On this last day before the one that will live in infamy, Erik Loomis looks at lessons from past activism. Loomis points to a piece by Michele Goldberg, on "ACT-UP as an important model for us to learn about in resisting Trump and that the veterans of that movement, born out of complete desperation in the face of massive death and institutional indifference, will play a very important role in the next 4 years."

Commenter LWA adds—
I've used the ACT-UP/ SSM activists as a model for a while now.
It isn't that they are a perfect analog for what is happening now, nothing ever is.

The salient lesson for me is that public opinion and the "conventional wisdom" that gets spouted endlessly by media is actually a highly malleable thing, subject to persuasion and influence.

In 1985 it was conventional wisdom that homosexuality was a strange lifestyle choice, and some people were liberal enough to tolerate it, within sensible restraints.

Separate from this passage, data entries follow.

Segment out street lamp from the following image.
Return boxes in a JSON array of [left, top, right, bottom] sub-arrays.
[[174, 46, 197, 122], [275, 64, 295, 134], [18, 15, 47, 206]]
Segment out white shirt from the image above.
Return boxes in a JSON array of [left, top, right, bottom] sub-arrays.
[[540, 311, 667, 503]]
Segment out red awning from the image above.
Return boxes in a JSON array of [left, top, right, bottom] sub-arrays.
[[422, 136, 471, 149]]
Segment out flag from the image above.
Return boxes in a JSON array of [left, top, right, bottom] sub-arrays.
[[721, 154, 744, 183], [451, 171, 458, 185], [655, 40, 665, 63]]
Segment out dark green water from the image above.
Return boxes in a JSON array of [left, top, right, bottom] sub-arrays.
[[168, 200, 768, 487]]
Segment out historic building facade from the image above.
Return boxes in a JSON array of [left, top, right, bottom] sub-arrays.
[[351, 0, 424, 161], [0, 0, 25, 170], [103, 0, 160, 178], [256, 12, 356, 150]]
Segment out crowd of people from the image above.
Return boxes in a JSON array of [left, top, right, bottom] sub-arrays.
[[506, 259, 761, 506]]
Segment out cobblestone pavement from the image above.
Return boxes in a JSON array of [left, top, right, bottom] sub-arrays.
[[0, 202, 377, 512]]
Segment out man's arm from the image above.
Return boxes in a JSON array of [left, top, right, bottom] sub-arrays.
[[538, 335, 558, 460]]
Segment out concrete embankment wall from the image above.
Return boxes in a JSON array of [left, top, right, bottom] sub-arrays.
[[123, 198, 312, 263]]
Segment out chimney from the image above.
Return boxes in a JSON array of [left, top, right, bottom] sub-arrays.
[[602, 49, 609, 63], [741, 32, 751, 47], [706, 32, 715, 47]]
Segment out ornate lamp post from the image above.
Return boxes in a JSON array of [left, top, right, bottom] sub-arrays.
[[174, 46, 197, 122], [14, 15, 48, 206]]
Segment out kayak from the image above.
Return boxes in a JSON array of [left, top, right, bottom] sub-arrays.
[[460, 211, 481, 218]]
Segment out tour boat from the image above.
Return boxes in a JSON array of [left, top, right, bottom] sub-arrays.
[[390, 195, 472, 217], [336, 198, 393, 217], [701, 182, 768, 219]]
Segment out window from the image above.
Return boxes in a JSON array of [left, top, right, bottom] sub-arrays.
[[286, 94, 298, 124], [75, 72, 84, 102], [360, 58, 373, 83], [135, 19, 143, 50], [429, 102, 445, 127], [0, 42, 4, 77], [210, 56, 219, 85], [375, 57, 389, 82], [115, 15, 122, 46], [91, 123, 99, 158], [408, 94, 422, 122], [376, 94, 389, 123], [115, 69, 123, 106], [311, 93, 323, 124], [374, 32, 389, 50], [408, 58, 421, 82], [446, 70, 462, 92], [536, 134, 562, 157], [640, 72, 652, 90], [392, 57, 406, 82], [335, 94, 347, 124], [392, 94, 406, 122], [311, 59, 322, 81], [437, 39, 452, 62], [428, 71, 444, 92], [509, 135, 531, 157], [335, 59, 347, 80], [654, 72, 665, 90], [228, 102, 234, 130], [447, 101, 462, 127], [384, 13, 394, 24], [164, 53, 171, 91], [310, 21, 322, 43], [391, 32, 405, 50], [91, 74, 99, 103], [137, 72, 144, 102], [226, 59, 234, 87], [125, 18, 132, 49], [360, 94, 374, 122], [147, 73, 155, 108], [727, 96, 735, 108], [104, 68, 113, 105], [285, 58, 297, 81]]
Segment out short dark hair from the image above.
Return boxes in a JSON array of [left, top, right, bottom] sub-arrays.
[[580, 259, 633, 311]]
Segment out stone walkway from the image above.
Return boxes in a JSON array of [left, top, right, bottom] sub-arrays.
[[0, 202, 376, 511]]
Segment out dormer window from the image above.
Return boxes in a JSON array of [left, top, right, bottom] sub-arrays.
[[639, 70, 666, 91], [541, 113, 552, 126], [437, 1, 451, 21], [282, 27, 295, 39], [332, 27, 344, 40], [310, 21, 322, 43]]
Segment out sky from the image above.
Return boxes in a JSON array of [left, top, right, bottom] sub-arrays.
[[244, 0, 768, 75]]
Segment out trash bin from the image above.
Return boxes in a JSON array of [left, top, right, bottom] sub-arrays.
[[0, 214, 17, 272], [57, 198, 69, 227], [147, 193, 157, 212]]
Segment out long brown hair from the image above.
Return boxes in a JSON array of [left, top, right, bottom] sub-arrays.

The astonishing turnabout in public opinion didn't just happen, it was the result of constant pressure and argumentation and activism.
It was activists willing to be assholes and ruin dinner parties, willing to be "counterproductive" with protests at churches, to be annoying and exasperating.

There is always a strain in activist thought that we should change things, but there should never be unpleasantness or anger or discomfort.
But it never works that way- social change is always painful and awkward and involves suffering.

And I say this as someone with Trump voters in my immediate and extended family, with all the strain and icy conversations that result.